Para cualquiera que viaje habitualmente y busque un mínimo de comodidad, hace ya tiempo que la tarea de cambiar dinero en los aeropuertos o de sacar dinero en metálico en los cajeros se ha ido convirtiendo en algo cada vez menos habitual. En los Estados Unidos de hoy, entre las tarjetas de crédito, las herramientas como Apple Pay o Google Wallet, o las aplicaciones como la de Uber o la de Starbucks (que ya procesa siete millones de transacciones económicas cada semana), el uso del dinero en metálico está disminuyendo a a gran velocidad. La única razón que me ha llevado a sacar algo de dinero de un cajero ha sido el poder dejar propinas en el hotel a quien te sube las maletas o te arregla la habitación, un uso ya reducido prácticamente a la última expresión: todo el resto de transacciones económicas, desde comidas y cenas en restaurantes hasta la compra del más diminuto souvenir, tienen lugar mediante medios puramente electrónicos. Una sensación que ya tuve hace algún tiempo en un viaje a Londres de dos días en el que no llegué a tocar dinero en libras para absolutamente nada. Pero sin necesidad de salir de tu país, la gran verdad es que el papel del dinero en metálico está disminuyendo a marchas forzadas: hay semanas que se me pasan enteras con los mismos billetes y monedas en el bolsillo, a pesar de moverme por mi ciudad o consumir productos de todo tipo.

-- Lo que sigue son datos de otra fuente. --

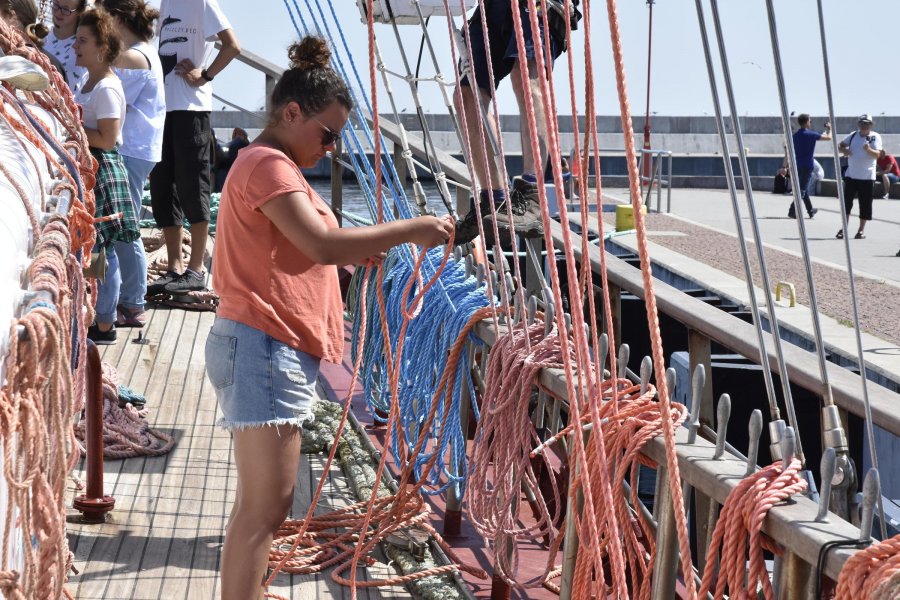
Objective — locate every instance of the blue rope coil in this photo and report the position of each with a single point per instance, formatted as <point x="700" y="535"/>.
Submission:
<point x="445" y="310"/>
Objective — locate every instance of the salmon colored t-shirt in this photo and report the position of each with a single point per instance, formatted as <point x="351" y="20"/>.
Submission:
<point x="262" y="279"/>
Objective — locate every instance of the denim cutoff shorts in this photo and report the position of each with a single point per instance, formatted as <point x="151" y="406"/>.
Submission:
<point x="258" y="380"/>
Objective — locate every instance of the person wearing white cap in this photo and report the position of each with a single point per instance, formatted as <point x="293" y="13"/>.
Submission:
<point x="862" y="148"/>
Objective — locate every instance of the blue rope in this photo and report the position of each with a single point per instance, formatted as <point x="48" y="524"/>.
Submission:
<point x="445" y="310"/>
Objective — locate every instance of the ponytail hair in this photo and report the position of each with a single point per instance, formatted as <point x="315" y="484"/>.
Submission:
<point x="137" y="15"/>
<point x="310" y="81"/>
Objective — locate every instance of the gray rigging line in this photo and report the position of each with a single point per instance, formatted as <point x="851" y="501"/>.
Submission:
<point x="870" y="429"/>
<point x="430" y="148"/>
<point x="777" y="426"/>
<point x="834" y="434"/>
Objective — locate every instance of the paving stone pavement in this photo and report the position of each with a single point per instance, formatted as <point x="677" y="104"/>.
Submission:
<point x="702" y="226"/>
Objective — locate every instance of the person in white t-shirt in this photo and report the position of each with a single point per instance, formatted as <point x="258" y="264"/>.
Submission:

¿Estamos realmente dirigiéndonos hacia un ocaso del dinero en metálico? Los usos y costumbres sociales, fundamentalmente llevados por la comodidad, indican que sí. Pocas experiencias se comparan con la de salir de casa con el smartphone en el bolsillo, meterse en un coche que te lleva a donde quieres ir y que simplemente tengas que esperar a recibir un correo electrónico para evaluar al conductor, comprar cosas en una tienda y pagar acercando tu móvil al terminal tras identificarte con tu huella digital y tomarte un café confirmando la transacción en una app. Aunque por supuesto, nuevos escenarios planteen nuevos problemas, como el recientemente ocurrido cuando una serie de delincuentes lograron acceso a las aplicaciones de clientes de Starbucks con contraseñas poco robustas y encontraron una manera de rellenarlas con la tarjeta de crédito que tenían establecida por defecto, sin necesidad de conocer su número de cuenta: la respuesta de la compañía ante el incidente fue simplemente la de recomendar mejores prácticas a la hora de establecer contraseñas.
El problema evidente de una sociedad sin dinero en metálico es, una vez más, el dilema de la privacidad. Para muchas transacciones y muchas personas, la privacidad es un elemento que puede estar entre lo secreto y lo simplemente discreto. No, no es como tal un secreto ni algo prohibido por la ley el que alguien pueda querer comprarse preservativos con sabor a chocolate, acudir a un local de ocio de reputación cuestionable, pero tampoco tiene por qué tener el menor interés en que esas transacciones figuren en un registro determinado. De ahí que para muchos, la jubilación de una tecnología ya tan amortizada y no exenta de problemas como la del dinero en metálico debería corresponderse con el desarrollo de otras tecnologías que devolviesen al usuario la posibilidad de llevar a cabo transacciones realmente privadas si así lo desea. La respuesta, para muchos, está en tecnologías relacionadas con el bitcoin, concretamente la del blockchain, que podría estar llamada a protagonizar una auténtica revolución y que ya está siendoensayada en mercados como el NASDAQ.
De una manera o de otra, la tendencia está más que clara. Que se produzca privilegiando unos aspectos o los otros tendrá más que ver con la inevitabilidad de los procesos de adopción tecnológica que con la disponibilidad de unos desarrollos que, a todos los efectos, ya están aquí. Vayamos pensando en ello.